Ditambahkan oleh Hakim Dr. Binsar Gultom, karena kualitas kesaksian terdakwa lebih rendah dengan alat-alat bukti lain seperti keterangan saksi, keterangan ahli, surat dan petunjuk, maka sekalipun terdakwa tidak mengakui perbuatannya, Dr. Binsar Gultom tidak mau ambil pusing, sebab menurut pasal 189 ayat 3 KUHAP mengatakan bahwa keterangan saksi hanya berlaku bagi dirinya sendiri, itu sebabnya terdakwa diberikan hak ingkar. Namun yang menjadi persoalan, jika ternyata terdakwa terbukti bersalah, maka penyangkalan dirinya tidak berbuat, menjadi hal yang memberatkan bagi hukumannya. Karena itu menurut pasal 189 ayat 4 KUHAP sekalipun terdakwa mengakui atau tidak mengakui perbuatan tersebut, maka hakim tidak begitu saja percaya, tetapi perlu mengkombain jawaban terdakwa tersebut kepada alat alat bukti terkait dlm passl 184 ayat 1 KUHAP.
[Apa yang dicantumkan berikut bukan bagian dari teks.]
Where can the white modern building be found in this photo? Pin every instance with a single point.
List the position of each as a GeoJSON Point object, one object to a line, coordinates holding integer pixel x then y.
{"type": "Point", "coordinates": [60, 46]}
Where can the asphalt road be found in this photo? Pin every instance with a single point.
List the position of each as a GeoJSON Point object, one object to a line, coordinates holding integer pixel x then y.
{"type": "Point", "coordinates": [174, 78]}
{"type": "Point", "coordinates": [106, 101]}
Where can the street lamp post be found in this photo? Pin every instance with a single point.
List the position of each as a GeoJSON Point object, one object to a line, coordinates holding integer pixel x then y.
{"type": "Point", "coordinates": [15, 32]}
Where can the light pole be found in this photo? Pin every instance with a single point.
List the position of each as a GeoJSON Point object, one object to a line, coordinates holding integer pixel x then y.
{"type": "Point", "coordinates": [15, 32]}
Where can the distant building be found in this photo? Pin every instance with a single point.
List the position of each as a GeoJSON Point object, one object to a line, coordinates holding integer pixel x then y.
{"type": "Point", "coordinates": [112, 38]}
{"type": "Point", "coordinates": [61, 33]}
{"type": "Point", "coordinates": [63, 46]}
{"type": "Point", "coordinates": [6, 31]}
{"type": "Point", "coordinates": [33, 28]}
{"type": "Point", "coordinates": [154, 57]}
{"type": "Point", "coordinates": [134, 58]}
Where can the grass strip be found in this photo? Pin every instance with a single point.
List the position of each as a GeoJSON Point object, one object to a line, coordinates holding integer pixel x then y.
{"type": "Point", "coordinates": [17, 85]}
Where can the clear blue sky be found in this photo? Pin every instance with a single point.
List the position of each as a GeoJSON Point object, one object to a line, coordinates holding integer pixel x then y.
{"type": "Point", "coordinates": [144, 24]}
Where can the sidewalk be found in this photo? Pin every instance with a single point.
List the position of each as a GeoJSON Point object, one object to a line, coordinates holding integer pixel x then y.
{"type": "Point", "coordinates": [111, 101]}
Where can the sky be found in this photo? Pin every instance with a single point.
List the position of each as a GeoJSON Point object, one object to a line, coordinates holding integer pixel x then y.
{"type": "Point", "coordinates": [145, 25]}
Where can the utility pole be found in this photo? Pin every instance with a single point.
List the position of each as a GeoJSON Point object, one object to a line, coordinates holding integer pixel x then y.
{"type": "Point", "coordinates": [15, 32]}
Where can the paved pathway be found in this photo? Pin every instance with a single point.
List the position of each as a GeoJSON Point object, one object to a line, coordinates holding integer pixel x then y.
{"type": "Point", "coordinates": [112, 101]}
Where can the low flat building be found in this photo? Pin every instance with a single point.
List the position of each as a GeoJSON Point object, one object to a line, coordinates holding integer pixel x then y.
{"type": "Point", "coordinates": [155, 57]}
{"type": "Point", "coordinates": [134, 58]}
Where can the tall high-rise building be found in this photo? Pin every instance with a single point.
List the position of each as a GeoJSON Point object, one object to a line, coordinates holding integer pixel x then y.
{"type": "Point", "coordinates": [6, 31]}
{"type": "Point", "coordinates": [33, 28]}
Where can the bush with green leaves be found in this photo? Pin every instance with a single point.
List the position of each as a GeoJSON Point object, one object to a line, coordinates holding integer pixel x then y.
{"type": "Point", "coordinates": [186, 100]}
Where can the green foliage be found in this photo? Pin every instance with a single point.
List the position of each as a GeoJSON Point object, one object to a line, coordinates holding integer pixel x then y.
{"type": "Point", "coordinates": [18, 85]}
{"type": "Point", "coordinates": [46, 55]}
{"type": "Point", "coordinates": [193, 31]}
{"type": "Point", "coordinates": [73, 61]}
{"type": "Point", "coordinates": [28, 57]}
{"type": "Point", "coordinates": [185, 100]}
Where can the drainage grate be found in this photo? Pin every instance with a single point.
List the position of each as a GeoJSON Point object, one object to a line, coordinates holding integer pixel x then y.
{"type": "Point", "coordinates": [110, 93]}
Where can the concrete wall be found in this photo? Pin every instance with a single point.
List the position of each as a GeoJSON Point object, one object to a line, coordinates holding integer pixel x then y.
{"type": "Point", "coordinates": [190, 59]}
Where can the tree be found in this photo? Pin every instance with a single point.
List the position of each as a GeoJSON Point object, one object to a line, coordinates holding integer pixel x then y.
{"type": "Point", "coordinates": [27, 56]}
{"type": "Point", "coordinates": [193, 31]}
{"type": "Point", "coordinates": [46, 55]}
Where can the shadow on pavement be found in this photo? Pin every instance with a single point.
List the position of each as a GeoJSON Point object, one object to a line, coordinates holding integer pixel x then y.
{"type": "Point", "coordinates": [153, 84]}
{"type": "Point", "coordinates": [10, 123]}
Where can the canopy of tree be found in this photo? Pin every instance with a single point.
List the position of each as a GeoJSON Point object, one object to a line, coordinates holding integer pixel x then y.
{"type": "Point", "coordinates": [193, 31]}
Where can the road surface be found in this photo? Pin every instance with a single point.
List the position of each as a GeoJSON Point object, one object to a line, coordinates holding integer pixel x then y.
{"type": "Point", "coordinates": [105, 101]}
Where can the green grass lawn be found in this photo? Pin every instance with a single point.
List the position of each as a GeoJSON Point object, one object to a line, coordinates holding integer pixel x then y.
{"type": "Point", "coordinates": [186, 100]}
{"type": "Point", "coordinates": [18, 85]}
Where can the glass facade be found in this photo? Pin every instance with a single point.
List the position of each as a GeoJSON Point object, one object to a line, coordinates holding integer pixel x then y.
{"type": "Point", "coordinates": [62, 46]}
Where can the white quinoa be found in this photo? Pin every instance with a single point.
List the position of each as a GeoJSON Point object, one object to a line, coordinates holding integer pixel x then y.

Jika masing masing alat bukti tersebut saling mengkait dan melengkapi satu sama lain, berarti alat bukti ini menjadi sempurna dan bisa langsung menghukum terdakwa bersalah, meskipun terdakwa tidak mau mengakui kesalahannya. Karena itu menurut Dr. Binsar lulusan doktor Ilmu hukum USU Medan ini, sekali pun tidak ada saksi melihat perbuatan tindak pidana, dihati Binsar Gultom, tetap bisa menghukum terdakwa bersalah.